Güncelleme Tarihi:
GM ve NASA’nın 2011 yılında ilk insan benzeri robotun uzaya gönderildiği Robonaut 2 (R2) projesi kapsamında üretildi. GM ve NASA’lı mühendis, araştırmacı ve bilim adamları uzaya gönderilen ilk insan benzeri robot olan Robonaut 2 (R2) üzerinde 2007 yılında birlikte çalışmaya başladıklarında, tasarım şartlarından birisi astronotların yanı sıra otomobil işçilerinin de kullanabilmesi olarak belirlendi.
Yapılan araştırmalar, çekiç, tornavida gibi aletlerin hiç bırakılmadan elde tutulmasının birkaç dakika içerisinde el kaslarında yorgunluğa neden olduğunu gösteriyor. Robo-Eldiven üzerinde yapılan ilk testler, bu eldiveni takan kişinin eliyle daha uzun süre boyunca ve daha rahat bir tutuş sergilediğini gösterdi. Eldivenin kullanımı sayesinde, işçilerin sürekli tekrarlanan işlerden kaynaklanan kas ve organ rahatsızlıklarının azaltması amaçlanıyor.

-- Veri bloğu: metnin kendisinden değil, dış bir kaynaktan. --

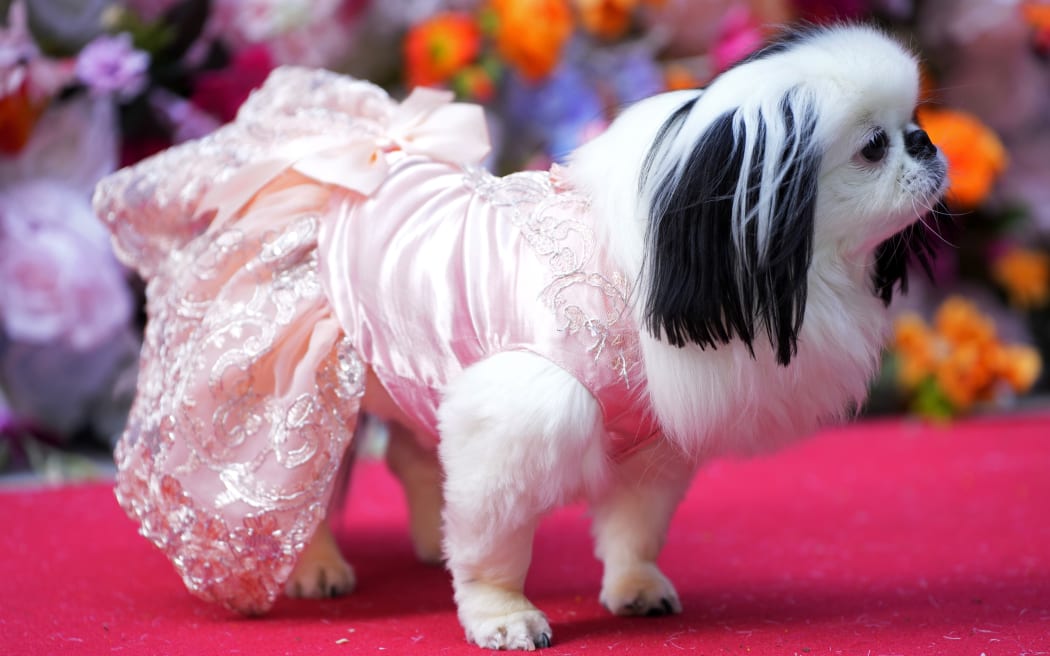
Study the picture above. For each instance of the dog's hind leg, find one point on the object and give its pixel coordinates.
(418, 469)
(630, 525)
(518, 438)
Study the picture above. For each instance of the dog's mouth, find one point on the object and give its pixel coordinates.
(915, 244)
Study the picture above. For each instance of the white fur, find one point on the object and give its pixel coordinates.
(519, 436)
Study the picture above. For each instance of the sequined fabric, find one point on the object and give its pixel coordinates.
(326, 229)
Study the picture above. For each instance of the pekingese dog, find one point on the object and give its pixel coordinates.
(708, 276)
(762, 224)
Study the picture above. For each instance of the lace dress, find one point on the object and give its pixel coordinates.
(330, 229)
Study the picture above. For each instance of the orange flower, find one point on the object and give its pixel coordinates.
(608, 19)
(1036, 15)
(975, 155)
(1020, 366)
(917, 347)
(960, 323)
(530, 34)
(1025, 275)
(960, 361)
(963, 376)
(441, 46)
(678, 77)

Örneğin, basınç koruma giysisiyle uzay istasyonunun dışında çalışan bir astronot veya bir fabrikada çalışan bir montaj operatörü, çalışması esnasında bir aleti elinde tutmak için 15-20 pound kuvvet harcamak zorundayken, robot eldivenle harcanması gereken kuvvet 5 ila 10 pound’a düşebilecek.
GM Global Otomasyon Strateji ve İcra Departmanında Üretim Mühendisliği Müdürü Dana Komin, “Robo-Eldiven tam olarak geliştirildiğinde bir otomobil işçisinin uzun süre boyunca veya tekrara dayalı hareketlerle bir aleti tutması için ihtiyaç duyduğu kuvvet miktarını azaltma potansiyeline sahip” diyerek şunu ekliyor: “Böylece, sürekli tekrarlanan işlerden kaynaklanan kas ve organ rahatsızlıklarını azaltması bekleniyor. Devamlı olarak, işçiler tarafından kullanım sırasında güvenlik ve verimliliği artırmanın yollarını arıyoruz. Amacımız, bu teknolojiyi yakın gelecekte işçilerin kullanımına sunmak.”

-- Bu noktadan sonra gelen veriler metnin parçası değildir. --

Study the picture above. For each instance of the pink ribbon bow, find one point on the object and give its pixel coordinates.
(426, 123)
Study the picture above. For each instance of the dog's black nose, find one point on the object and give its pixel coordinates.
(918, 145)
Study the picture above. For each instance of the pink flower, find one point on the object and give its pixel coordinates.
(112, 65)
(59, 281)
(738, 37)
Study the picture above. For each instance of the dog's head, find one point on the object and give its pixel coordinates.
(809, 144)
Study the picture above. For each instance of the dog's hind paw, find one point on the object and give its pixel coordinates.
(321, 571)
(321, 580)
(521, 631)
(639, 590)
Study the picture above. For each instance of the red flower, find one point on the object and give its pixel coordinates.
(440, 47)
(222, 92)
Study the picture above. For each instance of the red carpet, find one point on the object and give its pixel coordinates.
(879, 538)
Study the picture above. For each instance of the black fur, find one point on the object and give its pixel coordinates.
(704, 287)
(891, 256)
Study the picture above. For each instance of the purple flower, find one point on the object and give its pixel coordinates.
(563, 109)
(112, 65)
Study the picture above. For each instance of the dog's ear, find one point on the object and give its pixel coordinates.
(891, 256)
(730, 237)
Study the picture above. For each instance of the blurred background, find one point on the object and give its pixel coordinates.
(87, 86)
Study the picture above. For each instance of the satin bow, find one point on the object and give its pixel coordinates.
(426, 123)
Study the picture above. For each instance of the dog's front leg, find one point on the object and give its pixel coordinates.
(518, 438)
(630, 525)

NASA Johnson Uzay Merkezinde Mürettebat ve Termal Sistemler Departmanı Müdürü Trish Petete, “Bu prototip eldiven, uzay elbisesi ekibimin yeni fikirlere ulaşmasında umut verici fırsatlar sunmakta ve araç dışı faaliyetlerde el maharetinin ne kadar artırılabileceğine ilişkin geleneksel düşüncelere meydan okumaktadır” diyor.
Eldivende tıpkı insan elinde bulunan sinir, kas ve tendonlara benzeyen ileri teknoloji sensorlar, kumanda tahrik tertibatları ve tendonlar kullanıldı. R2’nin parmak hareket ettirme sisteminden esinlenerek, insan parmaklarına tutma desteği sağlamak amacıyla eldivenin üst kısmına aktüatörler yerleştirilmiş. Kullanıcının bir aleti tuttuğunu tespit etmesi için eldivenin parmak uçlarına, R2’ye dokunma hissini veren sensorlara benzeyen basınç sensorları ilave edildi. Kullanıcı aleti tuttuğunda, sentetik tendonlar otomatik olarak kapanarak parmakları tutma konumuna geçiriyor ve sensor gevşeyinceye kadar öyle kalıyorlar.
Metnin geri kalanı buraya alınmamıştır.